1. A method for phone recognition based on deep learning, the method comprising:

collecting a call voice signal of a client;

extracting the characteristics of the call voice signal;

wherein the step of extracting the feature of the call voice signal comprises:

extracting PLP features in the call voice signal by using openSMILE;

2. The method for phone recognition based on deep learning of claim 1, wherein the step of extracting PLP features in the call voice signal by openSMILE comprises:

P(f)＝R_x[X(f)]²+I_m[X(f)]²

Γ(k)＝E[f₀(k)]θ(k),(k＝1,2,…,17)

φ(k)＝Γ(k)^0.33

3. The deep learning-based phone recognition method of claim 2, wherein the step of performing critical band analysis on the short-time power spectrum of the call voice signal comprises:

wherein Z (f) is Bark domain frequency;

mapping the frequency axis f of the short-time power spectrum P (f) to Bark frequency Z to obtain 17 frequency bands, multiplying the energy spectrum of each frequency band by a weighting coefficient to obtain a critical bandwidth auditory spectrum theta (k),

4. The deep learning-based phone recognition method of claim 1, wherein the fast RCNN network is constructed by:

extracting a feature map of the voice features through the convolutional layer;

generating a candidate region by the RNP network;

5. The method of claim 1, wherein the speech classification model is a Transformer network.

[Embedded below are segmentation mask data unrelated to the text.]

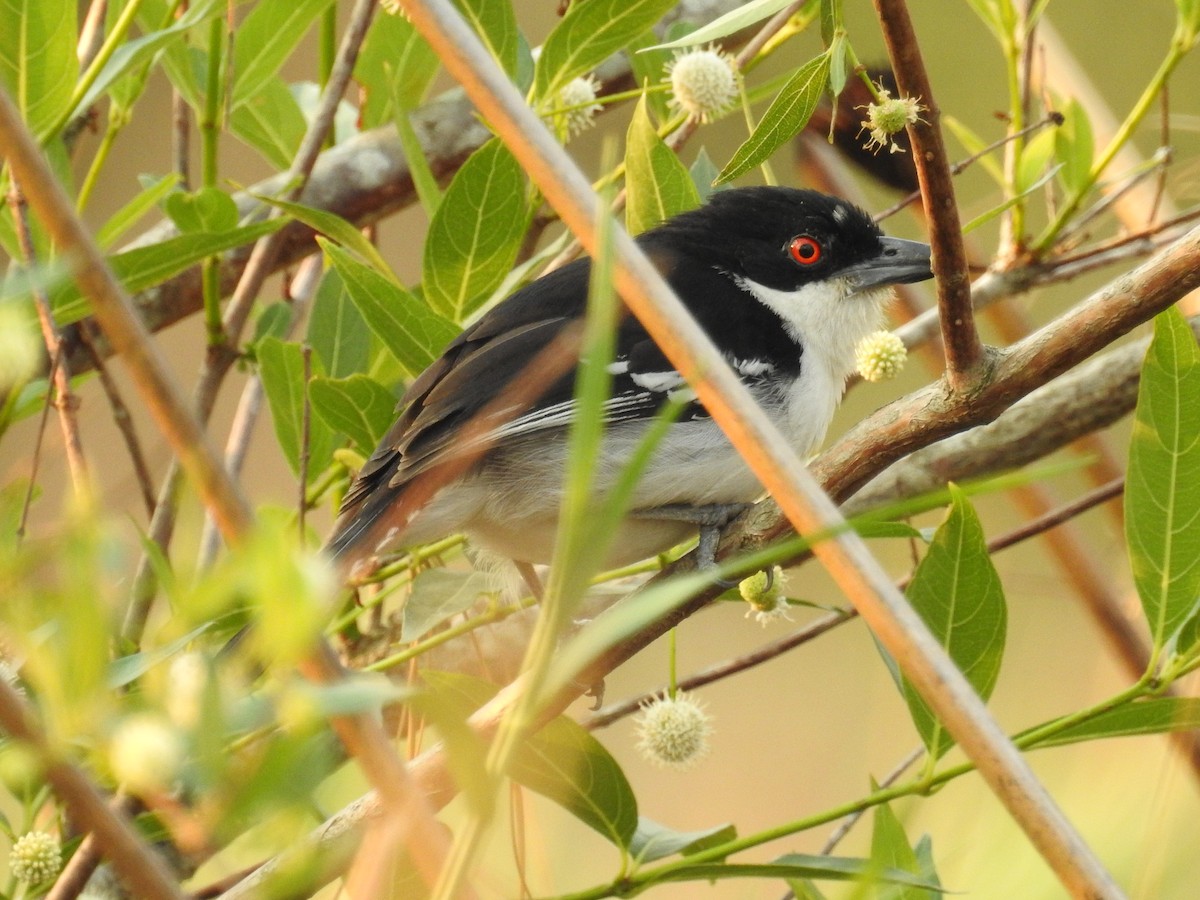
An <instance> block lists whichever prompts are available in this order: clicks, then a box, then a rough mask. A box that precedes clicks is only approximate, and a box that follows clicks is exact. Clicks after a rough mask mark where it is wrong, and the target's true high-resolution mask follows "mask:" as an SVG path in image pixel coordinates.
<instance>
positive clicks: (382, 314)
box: [317, 238, 458, 374]
mask: <svg viewBox="0 0 1200 900" xmlns="http://www.w3.org/2000/svg"><path fill="white" fill-rule="evenodd" d="M317 240H318V242H319V244H320V246H322V248H323V250H324V251H325V254H326V256H328V257H329V260H330V262H331V263H332V264H334V268H335V269H337V272H338V275H341V276H342V281H343V282H344V283H346V289H347V292H349V295H350V299H352V300H353V301H354V305H355V306H356V307H358V308H359V312H360V313H362V318H364V319H365V320H366V323H367V326H368V328H370V329H371V330H372V331H373V332H374V334H376V336H377V337H378V338H379V340H380V341H382V342H383V344H384V346H385V347H386V348H388V349H389V350H390V352H391V354H392V355H394V356H395V358H396V360H397V361H398V362H400V364H401V365H402V366H403V367H404V368H406V371H407V372H408V373H409V374H416V373H419V372H421V371H424V370H425V367H426V366H428V365H430V364H431V362H432V361H433V360H434V359H436V356H437V354H438V353H440V352H442V349H443V348H444V347H445V346H446V344H448V343H450V341H452V340H454V337H455V336H456V335H457V334H458V328H457V326H456V325H455V324H454V323H452V322H449V320H446V319H445V318H443V317H442V316H439V314H438V313H436V312H433V311H432V310H431V308H430V307H428V306H426V305H425V304H422V302H421V301H420V300H418V299H416V298H415V296H413V295H412V294H409V293H408V292H407V290H404V289H403V288H402V287H400V286H398V284H396V283H395V282H392V281H389V280H388V278H385V277H384V276H382V275H379V272H377V271H376V270H374V269H372V268H371V266H368V265H367V264H366V263H360V262H359V260H358V259H355V258H354V257H352V256H350V254H349V253H348V252H347V251H344V250H342V248H341V247H338V246H337V245H336V244H331V242H330V241H328V240H325V239H323V238H318V239H317Z"/></svg>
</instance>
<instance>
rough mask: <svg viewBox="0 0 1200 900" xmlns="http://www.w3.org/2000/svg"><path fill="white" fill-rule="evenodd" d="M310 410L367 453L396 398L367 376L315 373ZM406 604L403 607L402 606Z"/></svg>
mask: <svg viewBox="0 0 1200 900" xmlns="http://www.w3.org/2000/svg"><path fill="white" fill-rule="evenodd" d="M308 396H310V398H311V400H312V410H313V412H314V413H316V414H317V415H318V416H320V419H322V420H323V421H324V422H325V424H326V425H328V426H329V427H330V431H334V432H341V433H342V434H346V437H348V438H349V439H350V440H353V442H354V443H355V444H356V445H358V448H359V450H362V451H364V452H367V454H370V452H371V451H372V450H374V449H376V446H377V445H378V444H379V439H380V438H382V437H383V436H384V433H385V432H386V431H388V428H389V427H390V426H391V422H392V420H394V419H395V416H396V398H395V397H394V396H392V394H391V391H389V390H388V389H386V388H384V386H383V385H382V384H379V382H377V380H374V379H373V378H371V377H370V376H365V374H361V373H358V374H352V376H348V377H346V378H325V377H323V376H318V377H316V378H313V379H312V382H311V383H310V385H308ZM406 608H407V607H406Z"/></svg>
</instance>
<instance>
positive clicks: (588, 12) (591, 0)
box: [533, 0, 676, 108]
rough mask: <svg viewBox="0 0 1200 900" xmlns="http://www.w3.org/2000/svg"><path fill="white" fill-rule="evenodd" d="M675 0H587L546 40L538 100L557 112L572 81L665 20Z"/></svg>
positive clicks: (534, 79)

6. The deep learning-based phone recognition method of claim 5, wherein the transform network is constructed by

Constructing a Transformer network through an encoder and a decoder;

7. The deep learning based phone recognition method of claim 5, further comprising: and combining the fast RCNN and the Transformer network into a voice type recognition network, and uploading the voice type recognition network to the cloud.

8. An apparatus for phone recognition based on deep learning, the apparatus comprising:

the acquisition module is used for acquiring a call voice signal of the client;

wherein the feature extraction module comprises:

9. An electronic device, characterized in that the electronic device comprises:

at least one processor; and the number of the first and second groups,

a memory communicatively coupled to the at least one processor; wherein the content of the first and second substances,

the memory stores instructions executable by the at least one processor to enable the at least one processor to perform a deep learning based phone recognition method as claimed in any one of claims 1 to 7.

10. A computer-readable storage medium, storing a computer program, wherein the computer program, when executed by a processor, implements the deep learning based phone recognition method according to any one of claims 1 to 7.